2024年のパリ五輪への第一歩となるこの大会では、フレッシュな顔ぶれが上位を席巻。そして、激戦を制したのは、帝京大出身の社会人1年目、23歳の星岳(コニカミノルタ)だった。
大阪のコースは、カーブやアップダウンも多く、折り返しが5回もある難コース。記録が出にくいのでは……と目されていたが、星は2時間7分31秒の初マラソン日本最高記録を打ち立てる快挙をも成し遂げ、優勝を果たした。
話題の談笑シーンが目の前で「精神的にちょっときました」
35kmを過ぎて、大集団で推移していたレースは、すでに先頭集団が3人に絞られていた。箱根駅伝の2区(23.1km)が、星にとってこれまでの最長距離。練習では40km走を計2回(1月末と2月頭)経験していたものの、レースでは未知の領域に突入し、正念場を迎えていた。
「30kmを超えてからは、体に変化があり、きつさを感じていました」
自分自身とも戦いながら、先頭を走る山下一貴(三菱重工)に必死に食らいついた。
36km地点、今度はそれまで星の後方に付けていた浦野雄平(富士通)がするするとポジションを上げた。そして、話題となった場面を迎える。先頭の山下が後ろを振り向き、同学年の浦野に何か声をかけたのだ。
レース中に選手同士が言葉をかわすのは特別珍しいことではないが、白い歯を覗かせるほどの談笑はなかなか見られない。しかも、レースは終盤。いよいよ勝負が決しようとしている局面なのだ。

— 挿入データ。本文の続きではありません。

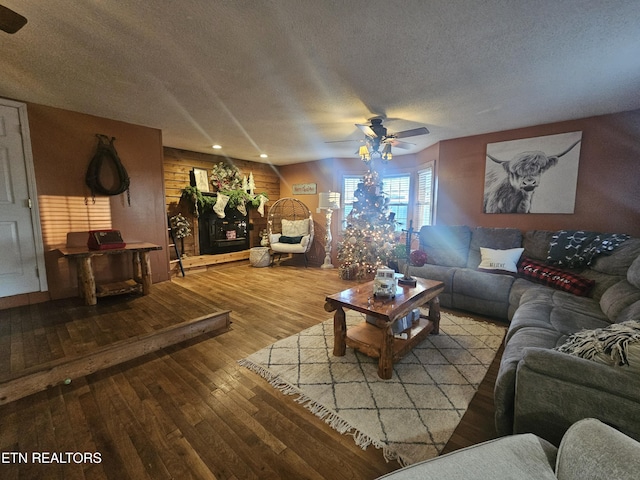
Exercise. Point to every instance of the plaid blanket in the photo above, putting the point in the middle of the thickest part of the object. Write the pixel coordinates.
(577, 248)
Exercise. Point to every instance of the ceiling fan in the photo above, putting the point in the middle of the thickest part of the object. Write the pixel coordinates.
(376, 136)
(11, 21)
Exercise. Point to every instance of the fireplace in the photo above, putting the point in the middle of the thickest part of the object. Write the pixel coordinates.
(223, 235)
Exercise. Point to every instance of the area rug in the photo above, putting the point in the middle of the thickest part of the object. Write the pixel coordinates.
(410, 416)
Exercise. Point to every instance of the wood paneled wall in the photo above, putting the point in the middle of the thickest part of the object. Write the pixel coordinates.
(178, 164)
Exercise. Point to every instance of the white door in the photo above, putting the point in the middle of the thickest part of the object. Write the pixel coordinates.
(21, 251)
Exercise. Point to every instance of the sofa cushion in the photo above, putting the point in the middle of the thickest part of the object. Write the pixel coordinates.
(559, 312)
(603, 281)
(617, 298)
(499, 261)
(554, 277)
(632, 312)
(616, 345)
(523, 456)
(494, 238)
(439, 273)
(484, 293)
(505, 386)
(446, 245)
(592, 450)
(633, 274)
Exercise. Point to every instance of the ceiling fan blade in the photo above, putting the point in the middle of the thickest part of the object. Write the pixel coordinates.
(11, 21)
(411, 133)
(367, 130)
(401, 145)
(342, 141)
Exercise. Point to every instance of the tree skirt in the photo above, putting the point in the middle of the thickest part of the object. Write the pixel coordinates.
(410, 416)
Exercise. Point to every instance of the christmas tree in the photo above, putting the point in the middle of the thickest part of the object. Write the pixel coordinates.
(369, 238)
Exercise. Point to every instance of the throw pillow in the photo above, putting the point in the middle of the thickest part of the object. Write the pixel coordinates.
(616, 345)
(418, 258)
(554, 277)
(499, 261)
(286, 239)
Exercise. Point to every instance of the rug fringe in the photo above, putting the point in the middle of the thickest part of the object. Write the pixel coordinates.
(330, 417)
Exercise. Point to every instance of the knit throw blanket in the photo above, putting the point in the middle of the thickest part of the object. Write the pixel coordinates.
(615, 345)
(577, 248)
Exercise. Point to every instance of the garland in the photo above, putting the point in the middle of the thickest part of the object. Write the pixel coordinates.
(201, 203)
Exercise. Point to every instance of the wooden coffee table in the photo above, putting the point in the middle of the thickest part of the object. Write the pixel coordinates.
(377, 341)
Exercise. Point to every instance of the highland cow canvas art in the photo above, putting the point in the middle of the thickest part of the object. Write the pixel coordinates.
(532, 175)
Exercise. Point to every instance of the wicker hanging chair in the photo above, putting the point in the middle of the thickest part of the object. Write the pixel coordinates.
(290, 227)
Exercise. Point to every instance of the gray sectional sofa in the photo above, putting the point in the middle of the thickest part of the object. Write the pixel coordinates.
(540, 389)
(590, 450)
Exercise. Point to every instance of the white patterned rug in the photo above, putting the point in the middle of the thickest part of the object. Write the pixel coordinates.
(410, 416)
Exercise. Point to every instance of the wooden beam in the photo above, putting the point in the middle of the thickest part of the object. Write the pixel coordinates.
(64, 370)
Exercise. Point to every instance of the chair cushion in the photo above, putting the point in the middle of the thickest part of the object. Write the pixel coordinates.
(295, 228)
(285, 239)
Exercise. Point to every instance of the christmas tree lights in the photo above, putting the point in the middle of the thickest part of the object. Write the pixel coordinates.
(369, 239)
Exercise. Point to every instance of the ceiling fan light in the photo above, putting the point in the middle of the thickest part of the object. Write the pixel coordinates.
(365, 156)
(386, 152)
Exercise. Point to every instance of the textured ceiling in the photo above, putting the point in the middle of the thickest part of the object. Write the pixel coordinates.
(283, 77)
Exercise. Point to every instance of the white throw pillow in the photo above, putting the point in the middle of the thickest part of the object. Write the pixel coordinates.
(295, 228)
(500, 260)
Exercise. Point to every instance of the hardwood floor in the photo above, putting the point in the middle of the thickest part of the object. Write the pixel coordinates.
(189, 410)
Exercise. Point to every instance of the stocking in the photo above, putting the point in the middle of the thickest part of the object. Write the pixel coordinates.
(263, 200)
(242, 208)
(221, 203)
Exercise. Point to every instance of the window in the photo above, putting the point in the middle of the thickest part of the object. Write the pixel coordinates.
(395, 186)
(423, 212)
(349, 187)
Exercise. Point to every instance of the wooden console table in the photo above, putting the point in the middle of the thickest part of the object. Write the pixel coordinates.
(87, 287)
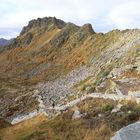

「それまで山下さん、僕、浦野さんという順の隊列でしたが、きつくなってしまい、僕が離れかけた場面でした。それで、浦野さんが僕の前に行ったんですよね。会話の内容までは分からなかったんですけど、2人が話しているのは見えていて、『そんな余裕があるのか!』って思って、精神的にちょっときました」
2人の表情は読み解けなくとも、2人が覗かせた余裕度に、星は思わぬダメージを受けた。それでも、2人に離されまいと必死に粘り、この局面を耐え抜いた。すると、今度は星自身に余裕が戻った。37.4㎞、左腕に着けたウォッチを確認すると、星はすーっと前に出た。